К кому ты принадлежишь, за кого ты держишься – все то, что мы так ненавидим в окружающем нас мире национальных диаспор, которые растут внутри себя, коррумпируют все вокруг и рассаживают своих людей на правильные места, во многом омерзительно для нас именно потому, что является сатирическим, гротескным изображением жизни всех россиян. Только зачастую наши кланы группируются не по этническому и религиозному признаку, а по признаку «кого знаешь» и «кому кем приходишься». Именно поэтому, видя в кривом зеркале диаспор отражение нашей общей народной психологии, мы с ненавистью пытаемся его отринуть, но по-прежнему прощаем себе. Мы, опять-таки, не хотим признаться самим себе в собственном несовершенстве, как не хотим и понять, что исправление начинается не с биения лбом об пол в церкви, мечети или синагоге, а с простого и ясного осознания равенства всех перед законами и принципа «дорогу профессионалам». Не торопимся выдвигать на первый план не фактор личной преданности, а фактор профессионализма.
Да, конечно, есть гораздо более простые психологически и понятные технологически меры борьбы с коррупцией. И они хорошо известны – в частности, принятие всех без исключения статей конвенции о борьбе с коррупцией, включая жесткий контроль над расходами и обоснование расходов как чиновников, так и членов их семей. Но все это вторично, потому что любая переделка человеческой натуры не может быть осуществлена только благодаря каким-то принятым законам.
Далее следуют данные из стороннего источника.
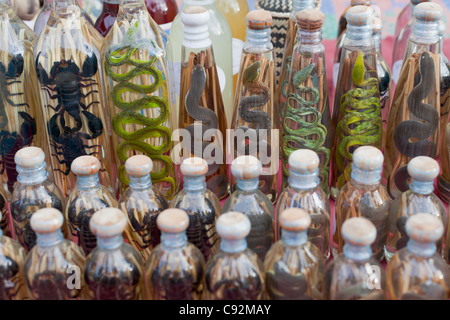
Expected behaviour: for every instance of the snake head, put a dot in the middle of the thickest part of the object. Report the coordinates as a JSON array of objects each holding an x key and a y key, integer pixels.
[{"x": 359, "y": 70}]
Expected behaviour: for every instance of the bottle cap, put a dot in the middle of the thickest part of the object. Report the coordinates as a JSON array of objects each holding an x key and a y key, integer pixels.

Зачастую происходит обратный процесс: если законы привнесены извне, а не выстраданы народом, они подминаются в своем конкретном исполнении под внутренние болезни народа.
Страшный пример – то, что произошло через несколько десятилетий после того, как чернокожими американцами, решившими на волне ностальгических чувств вернуться в Африку, было создано независимое демократическое государство Либерия. Можно даже не рассказывать, к каким кошмарам в реальном мире это в итоге привело в конце прошлого века. Не случайно все более или менее благополучные страны Азии и Африки, как бы они ни выглядели, в конечном итоге никогда не оказывались целиком и полностью демократическими – всегда с очень большими оговорками. И если приглядеться как следует, выясняется, что действительно, скажем так, эталонная демократия существует лишь в странах, где большинство населения обладает вполне конкретным психологическим складом.